Some of the out-of-state folks had never seen an Elegant Trogon, so that species was a big highlight, as were a couple of juvenile Gray Hawks begging frequently and chasing after harried parents.

Immature Gray Hawk in Huachuca Canyon

Mary Gustafson pointed out a field mark on the young Gray Hawk that I hadn't been aware of: look at the tail bands. Those bands become increasingly thicker toward the end of the tail. This mark, Mary says, is reliable for separating young Grays from young Broad-wings.

Elegant Trogon male in Huachuca Canyon

A charming Canyon Tree Frog swam across the stream where it crossed the road. I don't see this amphibian very often. Its eyelids gleamed with glints of gold and copper.

Canyon Tree Frog in Huachuca Canyon

Overall the migrants still seemed low in number, but we did see a number of the resident "trophy" species of southeast Arizona: Sulphur-bellied Flycatchers, Hepatic Tanager. I saw a Violet-crowned Hummingbird, which appeared to be mobbing something at the back of an oak tree. They will mob Northern Pygmy-Owls, but if an owl was present, it didn't show.

A fair-sized Black Bear in Huachuca Canyon

The decision of how far to walk upcanyon was made for us: a big cinnamon-shaded Black Bear was lapping up berries at the side of the road and was loathe to abandon his feasting spot.

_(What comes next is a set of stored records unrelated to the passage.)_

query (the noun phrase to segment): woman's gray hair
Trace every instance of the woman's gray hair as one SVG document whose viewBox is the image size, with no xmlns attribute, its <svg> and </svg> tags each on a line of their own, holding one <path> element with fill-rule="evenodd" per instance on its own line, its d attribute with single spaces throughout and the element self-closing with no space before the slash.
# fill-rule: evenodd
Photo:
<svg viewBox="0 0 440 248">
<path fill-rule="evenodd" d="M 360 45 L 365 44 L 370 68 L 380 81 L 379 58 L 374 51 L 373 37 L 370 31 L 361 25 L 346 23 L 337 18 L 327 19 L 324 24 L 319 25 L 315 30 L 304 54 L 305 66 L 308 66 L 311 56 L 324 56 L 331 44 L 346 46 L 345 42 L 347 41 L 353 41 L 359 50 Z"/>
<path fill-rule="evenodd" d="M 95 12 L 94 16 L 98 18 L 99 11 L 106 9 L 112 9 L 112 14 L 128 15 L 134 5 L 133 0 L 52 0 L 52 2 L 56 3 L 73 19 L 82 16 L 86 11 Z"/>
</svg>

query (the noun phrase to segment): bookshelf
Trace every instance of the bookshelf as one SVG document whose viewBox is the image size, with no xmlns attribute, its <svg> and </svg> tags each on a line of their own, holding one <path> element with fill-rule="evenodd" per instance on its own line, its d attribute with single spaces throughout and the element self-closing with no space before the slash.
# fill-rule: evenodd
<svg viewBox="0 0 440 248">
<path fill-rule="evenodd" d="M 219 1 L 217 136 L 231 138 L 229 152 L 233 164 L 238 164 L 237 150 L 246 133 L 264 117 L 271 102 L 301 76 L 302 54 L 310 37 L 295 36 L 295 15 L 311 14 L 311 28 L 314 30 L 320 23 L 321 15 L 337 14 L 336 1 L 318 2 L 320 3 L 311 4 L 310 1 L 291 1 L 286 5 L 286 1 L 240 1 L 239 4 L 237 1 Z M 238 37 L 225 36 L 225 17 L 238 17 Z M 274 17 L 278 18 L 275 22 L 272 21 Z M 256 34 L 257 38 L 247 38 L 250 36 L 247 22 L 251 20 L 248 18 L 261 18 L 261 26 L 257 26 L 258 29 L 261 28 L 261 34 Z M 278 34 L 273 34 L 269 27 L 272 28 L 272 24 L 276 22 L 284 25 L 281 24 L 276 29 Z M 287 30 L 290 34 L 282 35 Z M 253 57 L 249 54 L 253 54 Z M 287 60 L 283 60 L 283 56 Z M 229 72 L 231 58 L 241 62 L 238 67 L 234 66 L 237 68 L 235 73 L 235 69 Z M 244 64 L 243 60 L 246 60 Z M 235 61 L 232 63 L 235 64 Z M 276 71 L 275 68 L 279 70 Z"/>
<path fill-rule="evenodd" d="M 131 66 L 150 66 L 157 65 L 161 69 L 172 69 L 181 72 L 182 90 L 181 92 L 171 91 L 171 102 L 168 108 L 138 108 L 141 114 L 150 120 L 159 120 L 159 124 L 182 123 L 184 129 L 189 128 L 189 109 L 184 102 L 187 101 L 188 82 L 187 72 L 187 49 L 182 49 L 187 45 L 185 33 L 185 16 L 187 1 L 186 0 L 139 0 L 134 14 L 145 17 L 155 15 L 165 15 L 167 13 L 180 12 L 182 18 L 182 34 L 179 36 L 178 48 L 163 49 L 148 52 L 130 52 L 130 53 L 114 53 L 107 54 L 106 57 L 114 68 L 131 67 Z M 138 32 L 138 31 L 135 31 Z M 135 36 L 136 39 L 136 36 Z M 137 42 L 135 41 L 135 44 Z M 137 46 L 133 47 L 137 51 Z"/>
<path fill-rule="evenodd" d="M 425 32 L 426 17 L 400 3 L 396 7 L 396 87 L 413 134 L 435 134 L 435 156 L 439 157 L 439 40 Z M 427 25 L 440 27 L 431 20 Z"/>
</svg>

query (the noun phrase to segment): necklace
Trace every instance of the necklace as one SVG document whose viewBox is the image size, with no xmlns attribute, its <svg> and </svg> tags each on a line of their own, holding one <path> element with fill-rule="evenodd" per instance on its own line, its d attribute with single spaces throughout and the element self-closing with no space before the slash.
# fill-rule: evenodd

Out on the grasslands, singing Cassin's and Botteri's Sparrows gave everyone great views; a Greater Roadrunner was sunning in a clump of yuccas; and a gorgeous Painted Grasshopper added a burst of color to the scene.

A sunning roadrunner exposes the black bases of its back feathers to soak up more sun.

A spectacularly-marked Painted Grasshopper

As always, the WFO meeting was great fun. About 180 people attended, and both field trips and the science sessions were excellent. The annual meetings are renowned for the appearances of great rarities, with so many skilled field biologists scouring an area, and this was no exception. An Aztec Thrush wowed Homer Hansen's group in Garden Canyon.

Next meeting: Petaluma, California. Go! You'll love it.